Photo: Wikimedia Commons
As the world mourns the passing of Neil Alden Armstrong, the first man to land on the moon, so many are recognising his numerous achievements and marveling at the fact that, unlike other astronauts, he never tried to take advantage of his fame.Like most true heroes, he felt that he was only doing his job.
Those close to him have said that he always felt embarrassed that he was given most of the credit for an effort that involved tens of thousands of other people. Why was he given so much of the credit? Brand marketers will tell you that it was because of one of the most powerful forces in branding—being first to a new position.
The First In So Many Ways
Neil Armstrong was the first to walk on the moon. He was also the first human to take a step on any physical world beyond the Earth. Moreover, he was the first to explore a mysterious new world with TV cameras and so many people around the world watching.
This underscored his place in history and seared the event in the minds of those watching the landing on July 20, 1969. It did the same for those that saw the event on replays or read about it in history books. People don’t forget the first man to walk on the moon because (1) he was first and (2) it was such an important event. Neil Armstrong also helped us to remember this feat with memorable “branding” phrases such as “The Eagle has landed” and “That’s one small step for man, one giant leap for mankind.”
First Mover Advantage
Whenever I teach a marketing course or seminar on branding, I ask the question, “Who was the first man on the moon?” In all cases, I get the answer—”Neil Armstrong.” When I ask the question, “Who was second?” a couple of people timidly mumble, “Buzz Aldrin.” Then, when I ask who was third, I have never gotten a response—right or wrong.
This makes my point. It is very powerful to be first. Second, while better than third, does not have the same power. Third is hard to remember, and any position beyond third is nearly impossible to remember. If you ask who won the Super Bowl or the World Series last year, many will be able to remember. Some will remember who came in second, but very few remember beyond that.

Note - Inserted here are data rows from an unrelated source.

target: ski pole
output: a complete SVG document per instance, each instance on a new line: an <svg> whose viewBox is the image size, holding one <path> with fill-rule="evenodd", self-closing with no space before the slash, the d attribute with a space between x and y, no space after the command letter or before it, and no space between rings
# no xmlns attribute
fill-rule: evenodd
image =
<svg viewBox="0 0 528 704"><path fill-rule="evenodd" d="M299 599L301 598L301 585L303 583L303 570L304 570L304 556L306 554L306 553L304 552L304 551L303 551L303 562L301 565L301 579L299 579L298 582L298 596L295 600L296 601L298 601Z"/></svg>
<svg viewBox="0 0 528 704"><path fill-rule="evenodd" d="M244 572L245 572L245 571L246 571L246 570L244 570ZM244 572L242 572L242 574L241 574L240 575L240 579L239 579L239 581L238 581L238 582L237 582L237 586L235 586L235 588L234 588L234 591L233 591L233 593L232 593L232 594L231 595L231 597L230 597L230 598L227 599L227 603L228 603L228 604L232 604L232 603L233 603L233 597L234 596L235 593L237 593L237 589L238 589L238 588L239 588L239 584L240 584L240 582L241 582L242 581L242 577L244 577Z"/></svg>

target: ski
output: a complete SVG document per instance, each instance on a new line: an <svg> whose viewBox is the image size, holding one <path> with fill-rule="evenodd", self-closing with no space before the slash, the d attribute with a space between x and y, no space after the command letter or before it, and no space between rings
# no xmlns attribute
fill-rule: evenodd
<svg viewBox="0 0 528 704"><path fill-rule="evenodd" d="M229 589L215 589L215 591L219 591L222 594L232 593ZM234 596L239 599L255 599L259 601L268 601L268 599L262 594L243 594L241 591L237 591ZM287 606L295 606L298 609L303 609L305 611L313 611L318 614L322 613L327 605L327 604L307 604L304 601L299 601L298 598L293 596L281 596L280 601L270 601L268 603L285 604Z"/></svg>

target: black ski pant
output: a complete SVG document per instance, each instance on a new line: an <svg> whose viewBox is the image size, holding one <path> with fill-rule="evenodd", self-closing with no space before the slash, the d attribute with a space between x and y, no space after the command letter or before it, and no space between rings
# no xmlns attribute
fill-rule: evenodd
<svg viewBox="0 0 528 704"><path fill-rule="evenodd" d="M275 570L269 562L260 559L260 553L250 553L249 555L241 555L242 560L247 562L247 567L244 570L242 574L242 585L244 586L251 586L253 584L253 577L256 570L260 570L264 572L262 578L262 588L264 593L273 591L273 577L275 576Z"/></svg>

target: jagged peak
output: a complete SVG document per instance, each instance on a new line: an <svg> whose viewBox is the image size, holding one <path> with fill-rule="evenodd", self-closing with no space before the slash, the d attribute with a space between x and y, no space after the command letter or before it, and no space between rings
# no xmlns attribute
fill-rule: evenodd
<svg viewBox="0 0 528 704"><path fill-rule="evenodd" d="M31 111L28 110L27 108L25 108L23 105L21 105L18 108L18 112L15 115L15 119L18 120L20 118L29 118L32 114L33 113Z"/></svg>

Those doing the marketing for businesses that create products should understand this concept. Being first, or what some call the “first-mover” advantage, can be a very advantageous position if the company supports this position with effective advertising and marketing communications. It is usually a big advantage to be first, but unless it is properly recorded and communicated, few will be able to remember who or what is first.
Why Being First Can Be A Powerful Advantage
There are many reasons why being first to a position, with the support of good communications, can provide a big advantage to a business. Here are just a few.
1. Uniqueness: The one who is first achieves automatic uniqueness. Uniqueness if expressed as a benefit to the target audience will get people’s attention and interest. It also means there is no direct competition. For all these reasons, uniqueness provides a big brand advantage.
2. New: People are attracted to things that are new. If advertisers put a “news” word in the headline of a marketing communication, such as first, they will increase attention, interest in the ad, and memorability by double digits (≥10%). David Ogilvy accumulated this data when he worked for the Gallup organisation, and talks about it in his book Ogilvy on Advertising.
3. Memorable: People pay more attention and better remember who is first to a position. Apple was first in the brain with a tablet computer and the iPad still has a big lead over rivals. Gartner says that Apple had a 66.6% share of the tablet market in 2011 and is projected to have a 61.3% share in 2012 (which may be higher depending on the law suit resolution between Samsung and Apple).
May They Rest In Peace:
The first man on the moon, the inventor of Coca Cola, and the creator of Mickey Mouse all share the same distinction. They were first to do something that so many of us appreciate and remember. While Neil Armstrong chose not to capitalise on his fame, Coca Cola and Disney have become extremely valuable brands that are worth, depending on who is counting, many billions of dollars. May they, and all those that were the first to do things that makes people’s lives better, rest in peace.